E enquanto que a aflição da dúvida crescia e perturbava Shinobu, um sorriso genuíno se insinuava nos lábios de Itsuki.

O enfermeiro se aproximou, apoiando um joelho no sofá, ao lado de Sensui, e os cotovelos atrás de sua cabeça no espaldar, para lhe falar, ao ouvido:

"Isso é porque—" O sussurro afagava a pele, e a revelação por si só chegava a ele em uma carícia suprassensível, fazendo-o estremecer: "— eu não sou humano, Shinobu. "

Isso era tudo o que precisava saber para ele finalmente ter a coragem de olhá-lo, nos olhos – em seus olhos amarelos, exóticos e, sobretudo, inumanos. Ele não se sentiria como um hipócrita por admirá-lo.

Com uma avidez e uma impetuosidade que ele não sabia que pudessem existir em si, ele puxou o enfermeiro de uma vez para o seu colo, e então capturou os lábios macios dele nos seus; em um beijo vagaroso, mas sensual.

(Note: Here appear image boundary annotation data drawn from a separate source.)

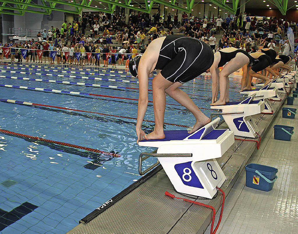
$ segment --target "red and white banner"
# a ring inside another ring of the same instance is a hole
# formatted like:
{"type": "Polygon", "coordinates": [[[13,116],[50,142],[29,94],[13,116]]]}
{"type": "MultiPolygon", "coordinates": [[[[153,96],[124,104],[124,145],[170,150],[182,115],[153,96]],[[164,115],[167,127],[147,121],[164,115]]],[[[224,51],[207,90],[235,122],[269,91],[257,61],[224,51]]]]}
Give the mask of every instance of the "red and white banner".
{"type": "Polygon", "coordinates": [[[69,56],[69,52],[68,52],[67,51],[64,51],[64,54],[65,55],[65,58],[66,59],[66,60],[67,60],[68,59],[68,56],[69,56]]]}
{"type": "Polygon", "coordinates": [[[41,57],[42,57],[42,50],[41,49],[38,49],[37,52],[37,56],[38,56],[39,59],[40,59],[41,58],[41,57]]]}
{"type": "Polygon", "coordinates": [[[9,48],[7,47],[2,47],[2,50],[4,54],[4,56],[6,58],[7,58],[9,55],[9,48]]]}

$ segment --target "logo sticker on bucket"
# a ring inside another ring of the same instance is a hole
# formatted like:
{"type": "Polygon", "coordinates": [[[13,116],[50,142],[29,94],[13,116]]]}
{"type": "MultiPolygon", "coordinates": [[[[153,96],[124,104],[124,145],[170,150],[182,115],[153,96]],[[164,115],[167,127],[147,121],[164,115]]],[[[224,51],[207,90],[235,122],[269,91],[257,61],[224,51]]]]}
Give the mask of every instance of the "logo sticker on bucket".
{"type": "Polygon", "coordinates": [[[254,176],[252,178],[252,183],[255,185],[259,185],[259,182],[260,181],[260,177],[257,176],[254,176]]]}

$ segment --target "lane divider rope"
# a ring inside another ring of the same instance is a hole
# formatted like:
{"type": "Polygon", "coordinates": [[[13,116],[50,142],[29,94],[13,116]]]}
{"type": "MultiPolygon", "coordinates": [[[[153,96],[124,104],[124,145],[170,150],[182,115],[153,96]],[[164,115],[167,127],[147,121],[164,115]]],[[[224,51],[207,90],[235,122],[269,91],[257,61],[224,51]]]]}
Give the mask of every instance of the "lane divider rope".
{"type": "MultiPolygon", "coordinates": [[[[0,102],[8,102],[14,104],[19,104],[22,105],[26,105],[28,106],[41,106],[44,107],[49,107],[51,108],[56,108],[57,109],[62,109],[62,110],[71,110],[74,111],[78,111],[80,112],[84,112],[85,113],[90,113],[92,114],[96,114],[102,116],[111,116],[113,117],[117,117],[120,118],[128,118],[130,119],[134,119],[137,120],[136,118],[134,118],[132,117],[128,117],[125,116],[117,116],[114,115],[111,115],[109,114],[104,114],[103,113],[99,112],[96,112],[94,111],[89,111],[87,110],[77,110],[77,109],[73,109],[71,108],[68,108],[66,107],[61,107],[56,106],[51,106],[49,105],[46,105],[44,104],[39,104],[38,103],[35,103],[33,102],[25,102],[21,101],[17,101],[16,100],[13,100],[10,99],[5,99],[3,98],[0,98],[0,102]]],[[[143,121],[145,122],[148,122],[150,123],[155,123],[155,121],[152,120],[148,120],[146,119],[143,119],[143,121]]],[[[185,125],[181,125],[181,124],[171,124],[169,123],[164,123],[164,124],[167,125],[171,125],[173,126],[177,126],[178,127],[183,127],[188,128],[189,127],[185,125]]]]}
{"type": "MultiPolygon", "coordinates": [[[[55,83],[58,84],[64,84],[66,85],[78,85],[80,86],[86,86],[88,87],[95,87],[97,88],[111,88],[125,89],[133,89],[134,90],[139,90],[138,88],[134,88],[131,87],[125,87],[122,86],[114,86],[113,85],[97,85],[96,84],[91,84],[86,83],[81,83],[80,82],[75,82],[69,81],[63,81],[60,80],[50,80],[46,79],[35,79],[33,78],[28,78],[26,77],[11,77],[8,76],[0,75],[0,78],[8,78],[14,79],[22,80],[30,80],[33,81],[42,82],[49,82],[49,83],[55,83]]],[[[152,91],[152,89],[148,89],[148,91],[152,91]]],[[[199,97],[207,97],[211,98],[208,96],[204,96],[197,94],[188,94],[188,95],[191,96],[195,96],[199,97]]],[[[232,100],[232,99],[231,99],[232,100]]]]}
{"type": "Polygon", "coordinates": [[[91,152],[94,152],[95,153],[98,153],[107,155],[111,155],[115,157],[120,157],[121,156],[121,155],[117,154],[117,153],[111,153],[110,152],[105,152],[105,151],[103,151],[102,150],[100,150],[99,149],[92,149],[92,148],[84,147],[83,146],[77,146],[76,145],[73,145],[72,144],[69,144],[68,143],[62,142],[60,141],[53,141],[51,140],[49,140],[48,139],[45,139],[44,138],[41,138],[40,137],[38,137],[33,136],[30,136],[28,135],[25,135],[24,134],[18,133],[16,132],[11,132],[10,131],[5,130],[4,129],[0,129],[0,132],[2,132],[5,134],[8,134],[9,135],[12,135],[18,137],[21,137],[27,138],[29,139],[33,139],[37,141],[44,141],[45,142],[48,142],[48,143],[55,144],[56,145],[64,146],[68,147],[71,147],[72,148],[75,148],[76,149],[83,149],[85,150],[86,150],[88,151],[90,151],[91,152]]]}
{"type": "MultiPolygon", "coordinates": [[[[7,88],[14,88],[19,89],[26,89],[28,90],[35,90],[35,91],[45,92],[49,93],[55,93],[63,94],[68,94],[71,95],[85,95],[87,96],[95,96],[97,97],[107,97],[110,98],[115,98],[119,99],[124,99],[127,100],[132,100],[133,101],[139,101],[138,99],[136,98],[125,98],[122,97],[117,97],[115,96],[111,96],[108,95],[102,95],[98,94],[96,93],[83,93],[78,92],[73,92],[72,91],[68,91],[64,90],[58,90],[56,89],[52,89],[49,88],[43,88],[34,87],[27,87],[25,86],[19,86],[18,85],[4,85],[0,84],[0,87],[5,87],[7,88]]],[[[152,101],[148,101],[148,102],[153,103],[152,101]]],[[[166,103],[168,105],[173,106],[183,106],[182,105],[178,104],[173,104],[172,103],[166,103]]],[[[199,109],[203,110],[213,110],[212,109],[207,108],[204,108],[202,107],[199,107],[199,109]]]]}

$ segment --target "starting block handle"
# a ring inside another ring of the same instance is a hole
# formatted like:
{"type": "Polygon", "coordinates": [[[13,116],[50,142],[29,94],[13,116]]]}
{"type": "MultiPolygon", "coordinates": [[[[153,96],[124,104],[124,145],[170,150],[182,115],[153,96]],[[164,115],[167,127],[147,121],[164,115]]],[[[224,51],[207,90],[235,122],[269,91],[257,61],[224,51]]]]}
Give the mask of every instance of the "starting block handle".
{"type": "Polygon", "coordinates": [[[142,171],[142,164],[143,161],[146,160],[149,157],[192,157],[192,154],[157,154],[157,150],[156,149],[152,153],[141,153],[139,157],[139,173],[140,175],[144,175],[147,172],[150,171],[155,167],[158,166],[159,162],[158,160],[154,164],[151,165],[142,171]],[[144,157],[143,157],[143,156],[144,157]]]}
{"type": "Polygon", "coordinates": [[[231,112],[217,112],[217,113],[212,113],[210,115],[210,119],[212,120],[212,118],[213,116],[218,116],[219,115],[232,115],[234,114],[244,114],[244,111],[235,111],[231,112]]]}

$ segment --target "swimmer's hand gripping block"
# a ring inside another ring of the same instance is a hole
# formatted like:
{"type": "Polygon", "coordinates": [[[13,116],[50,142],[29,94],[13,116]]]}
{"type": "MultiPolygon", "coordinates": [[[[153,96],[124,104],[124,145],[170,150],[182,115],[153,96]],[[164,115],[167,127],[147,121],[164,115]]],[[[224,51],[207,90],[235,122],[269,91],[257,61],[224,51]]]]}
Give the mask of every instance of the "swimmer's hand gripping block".
{"type": "Polygon", "coordinates": [[[157,157],[178,192],[212,198],[226,179],[213,159],[221,157],[235,141],[232,131],[215,129],[220,119],[191,134],[186,130],[165,131],[165,139],[144,140],[139,145],[158,148],[157,157]],[[176,157],[161,157],[167,154],[176,157]],[[183,154],[192,156],[179,156],[183,154]]]}
{"type": "Polygon", "coordinates": [[[256,96],[254,94],[242,101],[230,102],[211,108],[222,110],[221,114],[226,123],[235,135],[254,138],[259,129],[252,116],[260,113],[265,108],[263,101],[254,100],[256,96]]]}

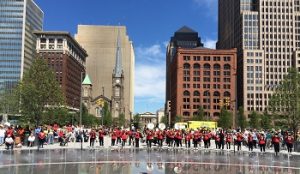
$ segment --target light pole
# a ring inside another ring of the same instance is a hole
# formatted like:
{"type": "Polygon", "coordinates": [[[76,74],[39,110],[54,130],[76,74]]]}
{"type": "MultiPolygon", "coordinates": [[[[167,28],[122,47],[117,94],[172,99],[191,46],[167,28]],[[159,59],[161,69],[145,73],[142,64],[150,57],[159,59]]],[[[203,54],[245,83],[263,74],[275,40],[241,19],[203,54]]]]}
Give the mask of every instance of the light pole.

O sabor de Itsuki era psicodélico. Enquanto o beijava, sentia-se como que arrastado para outra dimensão.

E não se surpreendeu ao constatar que, de fato, havia sido arrastado; pois o breu com que se deparou, ao entreabrir os olhos, era abissal e não poderia ter pertencido a um ordinário quarto de hospício – onde a única treva ubíqua é a de seus deprimentes asilados, e, ainda assim, só existe na abstração. A escuridão era real e reconfortante para ele, que tinha sido obrigado a se resignar à claridade monótona e insuportável da clínica.

"Itsuki... " Shinobu suspirava, sentindo os dedos do outro subirem pela sua escalpa, no que ele se afastou.

"Sssh— Teremos tempo de sobra para conversarmos, depois " E quando ele viu as mãos reais de Itsuki se esgueirarem para dentro de sua camisa, ele percebeu que as outras seis também o pertenciam, pois eram simbióticas.

"Eu não quero acordar e perceber que isso tudo não passou de um sonho " Agora que ele podia contemplá-lo, sem se sentir culpado por isso, relutava em desviar sua mirada para qualquer outra direção – mal pestanejava. Itsuki era perfeito e ele não sabia como poderia tê-lo rejeitado tantas vezes ( um completo desperdício).

"Isso é real, Shinobu. " O enfermeiro replicou, sério. Havia um brilho indecifrável em seu olhar, uma espécie de cumplicidade que ressoava em si com um vago sentimento de nostalgia.

Não era apenas êxtase, não era só a luxúria.

Havia algo de mais profundo em toda aquela aparente insensatez.


N/A: Esse plot surgiu, na sua forma mais embriônica, enquanto eu escutava MEDS, do Placebo. Mas eu confesso que a inspiração pra compor eu encontrei em músicas diversas. Post Blue, da mesma banda. Nothing's gonna hurt you, do Cigarettes After Sex. Enjoy the silence, do Depeche Mode. Enfim, muita música mesmo.

Pra quem assistiu os OVA's, esse conto pode não parecer tão maluco. xD

ITSUSEN/SENSUKI FOREVA S2 ~matando as saudades do meu OTP~ beijinhos no kokoro, minna!